WoW ist gar nichtmal so schlecht, wenn man seine Zeiten wirklich stark reduziert, und sich wirklich von dem albernen "schneller, größer, weiter" bewusst verabschiedet. 
Dann hat man ein bisschen länger vom eher knappen Inhalt, und man nutzt ein Computerspiel so, wie man es eigentlich nutzen sollte. Nicht als Lebensinhalt, sondern zur Unterhaltung und zum Zeitvertreib.


----------



## Bandit 1 (23. Dezember 2011)

Ruhkskar schrieb:


> Moin
> 
> Also ich hab mit WoW aufgehört als ich realisiert hatte das ich ingame 364 Gesamtspieltage habe.... 1 Jahr meines lebens WoW.... dat ist definitiv zu viel :-O
> 
> ...



Ich habe grad ausgerechnet, dass ich ca. 5475 Tage mit schlafen verbracht habe. Ich glaube das schmeiss ich hin. ^^

Nein Spass beiseite, ich habe einfach einige Male zu viel am Stück gespielt und alles vernachlässigt. Das wird nicht mehr passieren.
Allerdings ist bei SWtoR keine Gefahr. Nach 2 Stunden werde ich immer irgendwie Müde.


----------



## Topfkopf (23. Dezember 2011)

Ich persönlich kann WoW nichts mehr abgewinnen. Twinken war nie mein Fall, und meinen Jäger hab ich mit 80 liegen lassen. Den hab ich zwar letztens mit 85 mal wieder ausprobiert (den hatte ein Hacker hochgelevelt), aber wenn einem die Inhalte der 5 Level fehlen bringt das ncihts. 

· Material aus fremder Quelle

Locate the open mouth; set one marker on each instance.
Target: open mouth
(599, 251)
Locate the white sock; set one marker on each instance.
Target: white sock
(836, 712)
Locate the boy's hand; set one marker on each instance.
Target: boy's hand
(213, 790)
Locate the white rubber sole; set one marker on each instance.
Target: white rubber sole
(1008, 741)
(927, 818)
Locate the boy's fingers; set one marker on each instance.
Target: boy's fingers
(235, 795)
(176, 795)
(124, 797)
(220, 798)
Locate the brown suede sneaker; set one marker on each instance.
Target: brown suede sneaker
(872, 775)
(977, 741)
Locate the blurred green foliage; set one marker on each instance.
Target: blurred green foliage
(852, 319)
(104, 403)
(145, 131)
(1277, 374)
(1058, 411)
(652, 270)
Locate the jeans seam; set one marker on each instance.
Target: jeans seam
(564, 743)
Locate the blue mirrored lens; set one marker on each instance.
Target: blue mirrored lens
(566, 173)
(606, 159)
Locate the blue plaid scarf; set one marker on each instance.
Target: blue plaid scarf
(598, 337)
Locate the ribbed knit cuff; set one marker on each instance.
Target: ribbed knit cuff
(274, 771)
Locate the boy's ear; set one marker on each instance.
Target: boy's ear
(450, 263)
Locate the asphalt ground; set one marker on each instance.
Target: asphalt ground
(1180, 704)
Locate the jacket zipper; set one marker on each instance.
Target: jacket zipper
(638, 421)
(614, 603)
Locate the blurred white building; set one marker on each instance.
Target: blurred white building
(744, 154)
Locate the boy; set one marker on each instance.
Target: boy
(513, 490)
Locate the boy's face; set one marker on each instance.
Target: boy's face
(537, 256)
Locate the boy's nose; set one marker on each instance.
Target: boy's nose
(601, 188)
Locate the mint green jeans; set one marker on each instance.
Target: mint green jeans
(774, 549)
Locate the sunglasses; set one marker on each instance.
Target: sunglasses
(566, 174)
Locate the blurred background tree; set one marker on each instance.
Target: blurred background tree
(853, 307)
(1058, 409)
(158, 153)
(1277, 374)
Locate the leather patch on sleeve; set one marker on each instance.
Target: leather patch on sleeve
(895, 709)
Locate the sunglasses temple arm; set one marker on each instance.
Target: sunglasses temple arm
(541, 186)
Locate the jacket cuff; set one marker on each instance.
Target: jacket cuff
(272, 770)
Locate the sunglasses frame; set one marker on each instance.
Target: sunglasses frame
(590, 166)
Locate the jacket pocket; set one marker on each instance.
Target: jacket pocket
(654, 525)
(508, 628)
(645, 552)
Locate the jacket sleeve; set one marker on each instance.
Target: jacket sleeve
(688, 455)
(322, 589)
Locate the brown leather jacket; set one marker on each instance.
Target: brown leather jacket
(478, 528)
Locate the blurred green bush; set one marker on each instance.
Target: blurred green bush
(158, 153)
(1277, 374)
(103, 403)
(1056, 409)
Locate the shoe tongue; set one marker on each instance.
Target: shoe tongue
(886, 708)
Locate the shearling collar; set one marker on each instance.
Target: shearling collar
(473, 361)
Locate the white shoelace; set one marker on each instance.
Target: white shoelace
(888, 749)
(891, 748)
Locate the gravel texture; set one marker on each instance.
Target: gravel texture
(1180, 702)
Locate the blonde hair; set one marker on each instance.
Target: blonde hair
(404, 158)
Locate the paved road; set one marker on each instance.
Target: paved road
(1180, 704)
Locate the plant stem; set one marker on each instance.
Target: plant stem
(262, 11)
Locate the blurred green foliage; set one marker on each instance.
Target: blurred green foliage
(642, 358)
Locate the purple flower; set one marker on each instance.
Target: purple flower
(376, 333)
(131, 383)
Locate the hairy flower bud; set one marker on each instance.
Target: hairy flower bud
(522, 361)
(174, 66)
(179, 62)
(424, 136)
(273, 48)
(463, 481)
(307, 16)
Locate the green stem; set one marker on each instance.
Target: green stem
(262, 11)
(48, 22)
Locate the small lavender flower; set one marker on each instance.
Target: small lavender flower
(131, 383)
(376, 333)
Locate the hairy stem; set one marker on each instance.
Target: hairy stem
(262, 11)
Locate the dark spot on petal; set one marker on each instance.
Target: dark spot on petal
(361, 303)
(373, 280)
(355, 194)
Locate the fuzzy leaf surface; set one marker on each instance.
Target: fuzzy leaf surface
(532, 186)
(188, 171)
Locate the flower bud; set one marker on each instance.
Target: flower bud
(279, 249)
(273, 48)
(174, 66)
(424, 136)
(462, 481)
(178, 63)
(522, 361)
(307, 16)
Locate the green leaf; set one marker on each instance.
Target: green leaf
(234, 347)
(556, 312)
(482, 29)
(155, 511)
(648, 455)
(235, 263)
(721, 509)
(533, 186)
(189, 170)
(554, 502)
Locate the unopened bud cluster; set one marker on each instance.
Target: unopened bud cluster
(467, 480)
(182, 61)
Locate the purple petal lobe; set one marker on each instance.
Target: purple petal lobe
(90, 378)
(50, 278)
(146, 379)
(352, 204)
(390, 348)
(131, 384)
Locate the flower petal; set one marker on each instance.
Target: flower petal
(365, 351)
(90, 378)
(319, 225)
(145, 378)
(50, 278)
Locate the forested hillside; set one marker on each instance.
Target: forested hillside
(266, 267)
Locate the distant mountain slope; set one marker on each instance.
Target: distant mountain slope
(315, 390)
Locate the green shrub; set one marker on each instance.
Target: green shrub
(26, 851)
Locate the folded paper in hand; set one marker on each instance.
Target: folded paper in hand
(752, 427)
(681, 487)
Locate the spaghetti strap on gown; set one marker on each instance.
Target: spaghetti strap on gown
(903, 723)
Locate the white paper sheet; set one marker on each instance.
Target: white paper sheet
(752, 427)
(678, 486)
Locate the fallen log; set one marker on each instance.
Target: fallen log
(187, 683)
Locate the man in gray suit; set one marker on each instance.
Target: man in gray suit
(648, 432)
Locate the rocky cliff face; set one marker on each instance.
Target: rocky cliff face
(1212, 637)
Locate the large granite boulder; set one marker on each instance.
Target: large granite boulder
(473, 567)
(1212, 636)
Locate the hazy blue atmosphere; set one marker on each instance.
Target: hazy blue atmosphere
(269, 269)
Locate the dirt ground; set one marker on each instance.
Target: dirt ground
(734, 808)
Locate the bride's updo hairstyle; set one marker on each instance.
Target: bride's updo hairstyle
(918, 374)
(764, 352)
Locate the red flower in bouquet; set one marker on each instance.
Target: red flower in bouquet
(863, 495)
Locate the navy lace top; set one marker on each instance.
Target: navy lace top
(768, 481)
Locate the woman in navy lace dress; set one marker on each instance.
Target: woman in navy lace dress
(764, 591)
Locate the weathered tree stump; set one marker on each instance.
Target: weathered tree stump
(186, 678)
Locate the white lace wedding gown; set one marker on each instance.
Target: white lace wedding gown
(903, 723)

SWtor werde ich dann wohl später mal ausprobieren wenn die neue Hardware gekauft ist ;P Bis dahin hab ich nicht die Kohle für Games (auch ein Grund mit wow aufzuhören)


----------



## Lysozyma (23. Dezember 2011)

Ich spiele jetzt PS3, da habe ich keinen Druck immer die neuesten Items zu bekommen, um im Content mithalten zu können und ich kann auch einfach mal auf Pause drücken und weiterspielen, wann ich es für richtig halte. WoW hat mir am Ende einfach zu viel von mir gefordert, was ich mit meinem Arbeitspensum nicht vereinbaren konnte und so war halt Schluß.


----------



## Cantharion (23. Dezember 2011)

Ich spiele atm
- SWTOR  (Mit einem Freund)
- MW3 (Mit einem anderen Freund)

WoW macht atm keinen Sinn mehr für mich:
- Die Instanzen sind scheinbar nurnoch dazu da um auch den letzten Faceroller für den raidfinder zu equippen.
- bgs sind zu 90% sinnloser zerg weil sich niemand um die eigentliche Taktik kümmert/sie garnicht erst versteht.
- Arenen motivieren mich auch nichtmehr
- raids haben imo einfach nichts mit entspanntem spielen zu tun - Wenn ich mich durch irgendwas profilieren will dann nicht durch WoW.
- twinken ist entweder stupides mobs 2-hitten oder lächerlich einfache inis zum 50. mal durchspielelen.


----------



## Ohrensammler (24. Dezember 2011)

Da ich Cata nicht für ein Add-on sondern eher für Armageddon halte, pausiere ich (von gelegentlichem Freundinunterstützendem farmen abgesehen) und zocke

- Dead Island (ein Traum! und über eine Fortsetzung namens Dead World wird gemunkelt!!)
- Torchlight (gehtso, Teil zwei steht in den Startlöchern)
- Borderlands (Der ultimative Shooter, Teil zwei im Sommer)
- Titan Quest (mit Pausen immer wieder gern)
- Crysis 1 + Addon (aber nur bis zur Alienhöhle, dann wirds blöd)

Meine Flops des Jahres

- Duke Nukem (was war das denn? das schlechteste von Old und Newschool gemixt?)
- Cataclysm 


Der Ohrenaward für das Spiel des Jahres geht an: tatata Dead Island


----------



## Taramoon (26. Dezember 2011)

Mir persönlich hat der Raidfinder erstmal den Rest gegeben, nun braucht man nicht einmal mehr eine Gilde für den Content Endboss, auf den man die ganzen Monate zuvor hingespielt hat, man Spaziert einfach AFK durch und schaut sich die Show an.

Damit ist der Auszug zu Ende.